Soft peer review? Social software and distributed scientific evaluation

Posted on Academic Productivity on February 21st, 2007 by dario.

“The solution I’d like to suggest is that online reference management systems implement an idea similar to that of anonymous refereeing, while making the most of their social software nature. The most straightforward way to achieve this would be, I believe, a wiki-like system coupled with anonymous rating of user contributions. Each item in the reference database would be matched to a wiki page where users would freely contribute their comments and annotations. Crucial is the fact that each annotation would be displayed anonymously to other users, who whould then have the possibility to save it in their own library if they consider it useful. This behavior (i.e. importing useful annotations) could then be taken as an indicator of a positive rating for the author of the annotation, whose overall score would result from the number of anonymous contributions she wrote that other users imported. Now it’s easy to see how user expertise could be measured with respect to different topics. If user A got a large number of positive ratings for comments she posted on papers massively tagged with tag “dna”, this will be a indicator of her expertise for the “dna” topic within the user community. User A will have different degrees of expertise for topics “tag1″, “tag2″, “tag3″, as a function of the usefulness other users found in her anonymous annotations to papers tagged respectively with “tag1″, “tag2″, “tag3″.”

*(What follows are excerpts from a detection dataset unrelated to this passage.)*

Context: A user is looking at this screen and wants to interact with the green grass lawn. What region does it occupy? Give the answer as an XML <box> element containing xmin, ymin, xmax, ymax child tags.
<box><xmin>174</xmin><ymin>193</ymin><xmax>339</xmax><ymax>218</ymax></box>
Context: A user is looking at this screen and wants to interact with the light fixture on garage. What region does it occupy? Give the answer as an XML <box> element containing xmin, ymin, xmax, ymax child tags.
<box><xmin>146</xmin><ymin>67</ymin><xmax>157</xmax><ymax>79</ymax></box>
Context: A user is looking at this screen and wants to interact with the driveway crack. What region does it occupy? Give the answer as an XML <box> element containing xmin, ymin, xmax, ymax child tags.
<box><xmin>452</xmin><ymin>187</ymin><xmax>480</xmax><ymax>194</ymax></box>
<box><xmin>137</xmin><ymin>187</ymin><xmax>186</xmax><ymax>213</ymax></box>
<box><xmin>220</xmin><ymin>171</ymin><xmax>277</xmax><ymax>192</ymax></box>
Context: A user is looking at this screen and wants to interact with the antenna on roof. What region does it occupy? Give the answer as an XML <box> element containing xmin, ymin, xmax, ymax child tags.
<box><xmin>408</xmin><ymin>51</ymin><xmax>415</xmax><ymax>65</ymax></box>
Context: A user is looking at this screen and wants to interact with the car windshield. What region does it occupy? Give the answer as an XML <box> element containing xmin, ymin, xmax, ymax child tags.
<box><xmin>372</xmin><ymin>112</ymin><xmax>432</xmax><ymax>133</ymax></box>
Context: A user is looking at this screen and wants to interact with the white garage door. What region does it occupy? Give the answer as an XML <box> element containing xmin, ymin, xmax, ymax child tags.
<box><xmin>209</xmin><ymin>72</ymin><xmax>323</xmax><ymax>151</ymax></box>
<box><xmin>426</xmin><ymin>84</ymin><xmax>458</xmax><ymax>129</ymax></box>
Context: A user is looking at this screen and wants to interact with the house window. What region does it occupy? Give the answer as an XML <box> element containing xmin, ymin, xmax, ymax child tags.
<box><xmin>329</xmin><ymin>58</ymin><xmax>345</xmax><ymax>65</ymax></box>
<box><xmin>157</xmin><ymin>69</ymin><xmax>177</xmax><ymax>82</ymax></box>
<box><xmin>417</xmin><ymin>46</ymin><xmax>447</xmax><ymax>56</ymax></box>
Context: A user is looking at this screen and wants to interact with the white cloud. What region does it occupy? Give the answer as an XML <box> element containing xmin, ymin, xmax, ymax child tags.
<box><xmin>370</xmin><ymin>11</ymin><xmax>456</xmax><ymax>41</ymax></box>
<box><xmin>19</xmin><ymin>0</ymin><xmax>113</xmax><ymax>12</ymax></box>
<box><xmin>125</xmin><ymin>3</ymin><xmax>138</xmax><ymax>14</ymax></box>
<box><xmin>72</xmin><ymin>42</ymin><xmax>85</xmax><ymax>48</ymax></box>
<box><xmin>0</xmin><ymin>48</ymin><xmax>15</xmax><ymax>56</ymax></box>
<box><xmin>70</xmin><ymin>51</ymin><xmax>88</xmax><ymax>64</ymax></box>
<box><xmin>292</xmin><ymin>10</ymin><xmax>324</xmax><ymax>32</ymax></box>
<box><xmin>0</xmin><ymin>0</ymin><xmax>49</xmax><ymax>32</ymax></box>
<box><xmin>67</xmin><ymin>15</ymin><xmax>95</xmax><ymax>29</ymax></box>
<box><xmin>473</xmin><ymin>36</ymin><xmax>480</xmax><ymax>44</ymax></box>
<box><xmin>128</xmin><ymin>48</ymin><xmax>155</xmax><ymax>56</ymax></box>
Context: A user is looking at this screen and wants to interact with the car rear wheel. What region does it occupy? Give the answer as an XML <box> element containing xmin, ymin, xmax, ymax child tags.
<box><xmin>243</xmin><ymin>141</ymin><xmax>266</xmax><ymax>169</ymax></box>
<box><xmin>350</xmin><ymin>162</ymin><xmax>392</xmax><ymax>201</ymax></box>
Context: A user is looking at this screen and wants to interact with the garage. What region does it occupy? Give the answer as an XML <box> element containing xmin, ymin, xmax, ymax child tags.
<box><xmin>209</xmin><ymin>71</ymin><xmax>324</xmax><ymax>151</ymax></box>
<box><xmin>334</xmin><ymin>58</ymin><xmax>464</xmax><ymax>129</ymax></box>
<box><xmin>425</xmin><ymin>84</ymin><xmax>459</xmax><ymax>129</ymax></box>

I'd like to suggest a problem with this system: Annotations are often used to evaluate the original text upon which they're written, if one anonymous commentator writes an annotation which has little to do with the original text, this might not be obvious to whomever hasn't read the original article. If someone is relying on annotations in order to find useful information among many articles, an annotation written by a less than competent annotator may be misleading, albeit attractive if it is simpler than the complex article it annotates.
An intriguing post! Metadata based scientific evaluation seems like a suitable alternative to the current peer review process. Thank you!